Article DOI : 10.37506/v10/i12/2019/ijphrd/192432

Bedside Evaluation of Fluid Responsiveness in Shock State using Electrical Cardiometry

Aziz Miriam Magdy1, Eyada Iman Khaled1, Megeid Mohamed Abdallah Abd El1, OM Ahmed1

1Pediatrics Department Faculty of medicine, Cairo University, Cairo, Egypt

Corresponding author: Shababa A. Bahjat. University of Mosul, College of Science, Department of Biology, Mosul, Iraq, E-mail: shabababahjat@gmail.com

Online published on 4 April, 2020.

Abstract

Background

The initial hemodynamic management for pediatric shocked patients is giving aggressive fluid resuscitation, however fluid overload increases mortality and morbidity, so assessment and monitoring of fluid status have greatest benefit for critical patients to keep hemodynamic stability.
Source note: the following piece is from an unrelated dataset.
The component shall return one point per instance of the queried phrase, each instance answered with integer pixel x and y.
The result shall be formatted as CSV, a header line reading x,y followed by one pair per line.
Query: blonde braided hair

Electrical cardiometry is an accurate, easy, and safe method for hemodynamic measurement, and can be used to monitor fluid responsiveness in critically ill patients.

Objectives

To examine stroke volume variation (SVV), evaluated through electrical cardiometry as a predictor of fluid responsiveness in management of shock.

Patients & Method

This was a cohort study done by observation of 60 shocked pediatric patients who received fluid therapy in the Intensive care units at Cairo University Pediatric Hospitals from July till December 2018.

Results

On comparing between patients who were volume non-responders versus volume responders, SVV was highly significant as it was higher in non-responders (P<0.000), also it was higher in patients who died than those who were discharged (p =0.002), it can be used as predictor of mortality with sensitivity of 80%, specificity of 75%, it also can be used as predictor of volume responsiveness with sensitivity of 85%, specificity of 92%.

Conclusion

Monitoring SVV, using electrical cadiometery could guide fluid therapy in critically ill pediatric cases, with beneficial impacts on morbidities and mortalities.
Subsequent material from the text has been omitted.